Since the linalg.transpose is the root op, it needs to be aware of its
producer chain when selecting tile sizes. With this PR, the lowering
config selection logic will walk producers until it hits an unsupported
operation or a block argument, and find the LCM of any pack or unpack
tiles along the dimensions of their inner_tiles. In the above example,
this would look like the following:

1. Walk producer chain up to the producer of `tensor.pack`, and stop at
the `flow.dispatch.tensor.load`. The initial workgroup tile size
multiples will be `[1, 1]` (i.e., no constraint for unsupported ops).
2. The workgroup tile sizes will be propagated through the
`tensor.pack`, which updates the workgroup tile size multiples to `[1,
1, 128, 64]`.
3. Then, it will propagate through the `tensor.expand_shape`, which will
expand the workgroup size multiples if possible. In this case, they are
expanded to `[1, 1, 4, 8, 4, 2, 4, 8]`.
4. Now walk the consumer chain to find the multiples for the workgroup
tile slice of the root op result. In this case, the propagation simply
stops at the `flow.dispatch.tensor.store`, and the multiples are `[1, 1,
1, ...]`.
5. Now the root op has the required workgroup tile size multiples for
the operand and result slices, and the multiples for the iteration space
of the op are computed based on the indexing maps of the operation, by
taking the LCM along each dimension of that dimension's multiples from
all operands and results. In this case the final workgroup tile size
multiples would become `[1, 1, 8, 4, 4, 4, 2, 8]`.

---------

Signed-off-by: Max Dawkins &lt;max.dawkins@gmail.com&gt;
diff --git a/compiler/src/iree/compiler/Codegen/Common/BUILD.bazel b/compiler/src/iree/compiler/Codegen/Common/BUILD.bazel
@@ -154,6 +154,7 @@ iree_compiler_cc_library(
         "TileAndDistributeToWorkgroupsPass.cpp",
         "TileDispatchUsingForall.cpp",
         "TileDispatchUsingInterface.cpp",
+        "TileInferenceUtils.cpp",
         "TileLargeTensors.cpp",
         "TileSizeSelection.cpp",
         "Transforms.cpp",
@@ -171,6 +172,7 @@ iree_compiler_cc_library(
         "PassUtils.h",
         "Passes.h",
         "TensorDynamicDimAnalysis.h",
+        "TileInferenceUtils.h",
         "TileSizeSelection.h",
         "Transforms.h",
         "UserConfig.h",
diff --git a/compiler/src/iree/compiler/Codegen/Common/CMakeLists.txt b/compiler/src/iree/compiler/Codegen/Common/CMakeLists.txt
@@ -74,6 +74,7 @@ iree_cc_library(
     "PassUtils.h"
     "Passes.h"
     "TensorDynamicDimAnalysis.h"
+    "TileInferenceUtils.h"
     "TileSizeSelection.h"
     "Transforms.h"
     "UserConfig.h"
@@ -146,6 +147,7 @@ iree_cc_library(
     "TileAndDistributeToWorkgroupsPass.cpp"

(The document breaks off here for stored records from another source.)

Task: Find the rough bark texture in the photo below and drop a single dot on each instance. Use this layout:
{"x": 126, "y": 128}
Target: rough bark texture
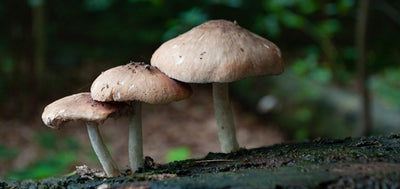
{"x": 351, "y": 162}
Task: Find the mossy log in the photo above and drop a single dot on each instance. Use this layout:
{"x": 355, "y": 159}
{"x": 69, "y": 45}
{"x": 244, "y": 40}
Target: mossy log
{"x": 321, "y": 163}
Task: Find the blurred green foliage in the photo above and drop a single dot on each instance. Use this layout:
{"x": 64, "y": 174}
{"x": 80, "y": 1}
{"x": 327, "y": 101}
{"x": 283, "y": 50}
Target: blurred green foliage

     "TileDispatchUsingForall.cpp"
     "TileDispatchUsingInterface.cpp"
+    "TileInferenceUtils.cpp"
     "TileLargeTensors.cpp"
     "TileSizeSelection.cpp"
     "Transforms.cpp"
diff --git a/compiler/src/iree/compiler/Codegen/Common/TileInferenceUtils.cpp b/compiler/src/iree/compiler/Codegen/Common/TileInferenceUtils.cpp
diff --git a/compiler/src/iree/compiler/Codegen/Common/TileInferenceUtils.h b/compiler/src/iree/compiler/Codegen/Common/TileInferenceUtils.h
@@ -0,0 +1,27 @@
+// Copyright 2025 The IREE Authors
+//
+// Licensed under the Apache License v2.0 with LLVM Exceptions.
+// See https://llvm.org/LICENSE.txt for license information.

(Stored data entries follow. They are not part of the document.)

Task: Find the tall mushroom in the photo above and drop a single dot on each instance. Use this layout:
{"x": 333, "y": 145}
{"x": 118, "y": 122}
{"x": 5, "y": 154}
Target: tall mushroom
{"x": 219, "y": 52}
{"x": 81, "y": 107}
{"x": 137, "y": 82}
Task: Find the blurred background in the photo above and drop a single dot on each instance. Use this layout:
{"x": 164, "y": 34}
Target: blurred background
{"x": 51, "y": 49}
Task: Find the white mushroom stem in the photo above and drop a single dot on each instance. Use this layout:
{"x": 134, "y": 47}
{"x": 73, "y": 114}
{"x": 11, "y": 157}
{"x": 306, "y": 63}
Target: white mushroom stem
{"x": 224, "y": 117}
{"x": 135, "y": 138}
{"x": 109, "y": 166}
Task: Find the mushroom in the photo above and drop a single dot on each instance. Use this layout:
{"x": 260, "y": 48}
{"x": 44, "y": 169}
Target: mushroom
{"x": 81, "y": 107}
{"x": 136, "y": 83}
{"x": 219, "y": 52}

+// SPDX-License-Identifier: Apache-2.0 WITH LLVM-exception
+
+#ifndef IREE_COMPILER_CODEGEN_LLVMCPU_TILEINFERENCEUTILS_H_
+#define IREE_COMPILER_CODEGEN_LLVMCPU_TILEINFERENCEUTILS_H_
+
+#include "mlir/Interfaces/TilingInterface.h"
+
+namespace mlir::iree_compiler {
+
+/// Walks the producer and consumer chains of the `tilingOp`, and looks for ops
+/// that require specific workgroup tile size multiples. Right now, the only ops
+/// that require a specific multiple are pack and unpack, since the workgroup
+/// tile sizes need to be multiples of the inner_tiles. After walking the IR and
+/// finding multiples for the slices of the `tilingOp` operands and results, the
+/// function computes and returns the multiples of the `tilingOp` iteration
+/// space. The function may fail to find a valid set of workgroup size
+/// multiples, in which case the function will fallback to returning a list of
+/// all 1, meaning no constraints on the workgroup tile sizes.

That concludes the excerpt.